In 2020, Salazar, 59, became Florida’s 27th Congressional District Representative in an upset win against Democrat incumbent Donna Shalala. Salazar, a Republican, had lost to Shalala only two years before, but believes her resilience paved the way for her new career.

“If I had not tried it a second time, I would not be here in front of you representing my community,” said Salazar in an interview with Know Your Value founder Mika Brzezinski. “...

“No one really thought that I could win this race.”

Salazar is featured in Know Your Value and Forbes’ 50 over 50 list, which came out last week and spotlights women who are defying age and gender expectations.
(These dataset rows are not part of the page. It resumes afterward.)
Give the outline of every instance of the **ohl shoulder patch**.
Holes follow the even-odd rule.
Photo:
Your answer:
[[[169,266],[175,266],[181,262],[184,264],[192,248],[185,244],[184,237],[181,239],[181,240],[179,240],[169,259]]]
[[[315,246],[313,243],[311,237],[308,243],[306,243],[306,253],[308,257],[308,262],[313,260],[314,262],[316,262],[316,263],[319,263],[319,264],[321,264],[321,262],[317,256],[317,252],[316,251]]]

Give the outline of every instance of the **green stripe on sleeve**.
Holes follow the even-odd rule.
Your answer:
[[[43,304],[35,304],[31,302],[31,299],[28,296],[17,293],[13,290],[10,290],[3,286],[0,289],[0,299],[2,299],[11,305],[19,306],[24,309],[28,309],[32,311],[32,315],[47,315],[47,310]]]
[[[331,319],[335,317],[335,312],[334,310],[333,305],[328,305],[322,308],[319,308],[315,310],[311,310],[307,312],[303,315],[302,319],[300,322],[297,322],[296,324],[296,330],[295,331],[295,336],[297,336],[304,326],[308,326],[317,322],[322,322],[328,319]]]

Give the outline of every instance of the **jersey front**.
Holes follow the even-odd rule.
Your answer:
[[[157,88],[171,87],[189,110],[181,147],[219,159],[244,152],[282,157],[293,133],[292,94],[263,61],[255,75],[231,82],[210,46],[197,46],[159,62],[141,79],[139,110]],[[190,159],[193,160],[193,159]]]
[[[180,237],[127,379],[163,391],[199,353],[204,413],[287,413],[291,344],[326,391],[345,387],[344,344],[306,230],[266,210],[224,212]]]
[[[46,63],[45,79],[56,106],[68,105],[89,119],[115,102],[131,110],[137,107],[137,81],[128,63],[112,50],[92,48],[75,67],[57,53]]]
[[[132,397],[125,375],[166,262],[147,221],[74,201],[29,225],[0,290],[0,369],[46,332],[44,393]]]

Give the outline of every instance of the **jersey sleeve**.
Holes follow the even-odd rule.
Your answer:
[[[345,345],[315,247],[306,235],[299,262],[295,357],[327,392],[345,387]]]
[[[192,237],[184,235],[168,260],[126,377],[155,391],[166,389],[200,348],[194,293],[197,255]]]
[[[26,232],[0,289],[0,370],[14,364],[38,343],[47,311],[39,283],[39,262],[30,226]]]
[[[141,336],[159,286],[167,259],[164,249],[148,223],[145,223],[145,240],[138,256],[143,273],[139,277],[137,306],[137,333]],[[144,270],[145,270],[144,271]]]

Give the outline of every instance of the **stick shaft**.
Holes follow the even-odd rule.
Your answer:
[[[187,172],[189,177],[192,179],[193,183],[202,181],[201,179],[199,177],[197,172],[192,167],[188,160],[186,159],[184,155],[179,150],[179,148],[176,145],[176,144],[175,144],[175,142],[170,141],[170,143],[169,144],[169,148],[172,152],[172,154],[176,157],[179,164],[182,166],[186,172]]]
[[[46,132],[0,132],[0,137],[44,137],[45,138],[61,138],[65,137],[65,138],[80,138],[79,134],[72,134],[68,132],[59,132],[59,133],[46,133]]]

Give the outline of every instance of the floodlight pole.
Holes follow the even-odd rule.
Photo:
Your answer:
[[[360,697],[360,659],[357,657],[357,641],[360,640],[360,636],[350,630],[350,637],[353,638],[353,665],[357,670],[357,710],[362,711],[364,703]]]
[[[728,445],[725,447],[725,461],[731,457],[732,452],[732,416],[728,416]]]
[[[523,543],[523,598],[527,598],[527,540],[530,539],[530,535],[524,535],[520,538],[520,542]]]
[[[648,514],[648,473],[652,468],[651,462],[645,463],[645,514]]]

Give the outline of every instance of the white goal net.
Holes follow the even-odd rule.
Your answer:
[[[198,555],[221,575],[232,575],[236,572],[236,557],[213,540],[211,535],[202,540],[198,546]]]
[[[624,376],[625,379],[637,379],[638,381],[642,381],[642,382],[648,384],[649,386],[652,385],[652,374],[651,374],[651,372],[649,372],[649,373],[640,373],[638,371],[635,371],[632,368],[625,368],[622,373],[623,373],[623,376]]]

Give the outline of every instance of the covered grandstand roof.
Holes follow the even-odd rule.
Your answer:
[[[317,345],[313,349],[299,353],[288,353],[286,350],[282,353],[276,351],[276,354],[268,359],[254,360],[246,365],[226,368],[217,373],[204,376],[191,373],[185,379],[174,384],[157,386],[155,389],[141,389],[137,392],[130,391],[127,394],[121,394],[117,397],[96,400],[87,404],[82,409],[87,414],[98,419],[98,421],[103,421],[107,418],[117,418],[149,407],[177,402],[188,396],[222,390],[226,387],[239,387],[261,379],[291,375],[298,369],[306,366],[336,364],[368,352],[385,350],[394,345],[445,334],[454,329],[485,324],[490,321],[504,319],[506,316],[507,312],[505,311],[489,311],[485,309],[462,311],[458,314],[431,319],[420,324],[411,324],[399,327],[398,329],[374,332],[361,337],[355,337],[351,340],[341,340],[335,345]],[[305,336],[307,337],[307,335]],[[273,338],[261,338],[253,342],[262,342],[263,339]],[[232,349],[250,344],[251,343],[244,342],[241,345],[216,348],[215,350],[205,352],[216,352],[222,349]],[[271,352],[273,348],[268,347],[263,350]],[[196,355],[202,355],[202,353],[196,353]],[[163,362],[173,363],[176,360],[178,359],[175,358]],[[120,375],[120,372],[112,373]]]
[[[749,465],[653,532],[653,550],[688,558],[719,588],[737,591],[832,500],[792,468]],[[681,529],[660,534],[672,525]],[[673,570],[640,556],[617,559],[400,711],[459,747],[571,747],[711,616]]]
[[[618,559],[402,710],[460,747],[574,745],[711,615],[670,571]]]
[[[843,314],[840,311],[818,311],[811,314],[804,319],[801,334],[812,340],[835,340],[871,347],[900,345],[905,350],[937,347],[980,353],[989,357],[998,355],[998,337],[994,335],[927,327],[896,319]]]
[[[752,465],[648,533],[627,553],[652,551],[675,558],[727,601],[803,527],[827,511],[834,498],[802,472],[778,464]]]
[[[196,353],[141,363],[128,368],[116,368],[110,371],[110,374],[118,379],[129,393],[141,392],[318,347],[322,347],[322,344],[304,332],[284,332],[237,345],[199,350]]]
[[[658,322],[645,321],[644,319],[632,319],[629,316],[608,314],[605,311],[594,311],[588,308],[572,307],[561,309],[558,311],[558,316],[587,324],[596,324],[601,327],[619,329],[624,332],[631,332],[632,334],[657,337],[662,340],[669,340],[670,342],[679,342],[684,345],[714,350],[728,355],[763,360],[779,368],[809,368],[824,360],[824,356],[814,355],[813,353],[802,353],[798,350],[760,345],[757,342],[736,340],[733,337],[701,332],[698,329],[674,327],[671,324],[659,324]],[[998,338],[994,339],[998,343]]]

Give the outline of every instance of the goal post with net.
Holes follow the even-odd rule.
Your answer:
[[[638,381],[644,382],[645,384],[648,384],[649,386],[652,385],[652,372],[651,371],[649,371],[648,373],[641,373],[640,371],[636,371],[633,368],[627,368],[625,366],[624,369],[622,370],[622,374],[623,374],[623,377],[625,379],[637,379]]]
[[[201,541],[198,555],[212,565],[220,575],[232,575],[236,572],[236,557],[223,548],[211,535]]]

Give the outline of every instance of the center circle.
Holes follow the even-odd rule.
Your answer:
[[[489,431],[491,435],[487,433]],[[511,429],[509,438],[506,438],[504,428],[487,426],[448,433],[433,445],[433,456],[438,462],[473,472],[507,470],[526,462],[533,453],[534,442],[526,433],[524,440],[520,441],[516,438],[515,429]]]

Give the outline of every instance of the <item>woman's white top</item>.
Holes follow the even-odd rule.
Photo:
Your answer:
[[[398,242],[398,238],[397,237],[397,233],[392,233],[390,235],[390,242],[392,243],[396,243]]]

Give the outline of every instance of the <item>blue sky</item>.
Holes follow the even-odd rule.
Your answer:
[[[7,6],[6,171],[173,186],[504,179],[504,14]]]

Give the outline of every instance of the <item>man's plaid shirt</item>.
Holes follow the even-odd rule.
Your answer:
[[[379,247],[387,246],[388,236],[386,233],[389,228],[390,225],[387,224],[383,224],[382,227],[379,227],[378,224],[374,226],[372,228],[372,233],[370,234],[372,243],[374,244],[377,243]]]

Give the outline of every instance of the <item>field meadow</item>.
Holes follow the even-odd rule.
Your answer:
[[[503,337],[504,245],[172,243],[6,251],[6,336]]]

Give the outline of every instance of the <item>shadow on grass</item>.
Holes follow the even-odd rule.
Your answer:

Other honorees include House Speaker Nancy Pelosi and Vice President Kamala Harris.

Salazar told Brzezinski in an interview that she pivoted careers in her 50s due to her strongly held political beliefs, and her desire to represent her fellow Cuban-Americans in Florida.

“I knew that I stood for the values that are entrenched in my community, Cuban-Americans. I said I can represent them because they feel like me,” said Salazar. “...I know my people. I know they will vote for me, and I proved it.”

Salazar is no stranger to picking up and trying again. As a TV anchor, she spent three years doggedly trying to interview then-Prime Minister Fidel Castro until his administration relented, she told Brzezinski. She has also interviewed Bill Clinton, George W. Bush and Mother Teresa.

RELATED: Women over 50: Our time is now

Salazar’s career has always been intense. And while she has thought of giving up many times, she told Brzezinski that she never will.

“…Sometimes the bosses don’t treat us well and we don’t get what we feel we deserve because we’ve worked so hard day in and day out—but a Cuban-American, daughter of political refugees, we never, never, never give up,” said Salazar.

She doesn’t fret about her age, and she has no plans to retire. As the mother of two grown children, Salazar recommended that young women take the time to raise their kids, in conjunction with their careers.

“In this country there’s time for everything. I think I’m a good example of that,” said Salazar. “Take it easy, work a little, play with your kids. Once they’re 18 or 21, do the other, bigger things...You cannot raise your kids, have a career and have a good social life. You have to pick two out of the three.”

She also noted that while her job in politics is the hardest yet, it’s also the most rewarding.

“This is probably one of the toughest jobs that I’ve done,” she said. “…But, it’s the most gratifying because you’re doing it for the common good. You’re doing it for what you believe in. Now, I am at the point where I will never give up...I will die doing this.”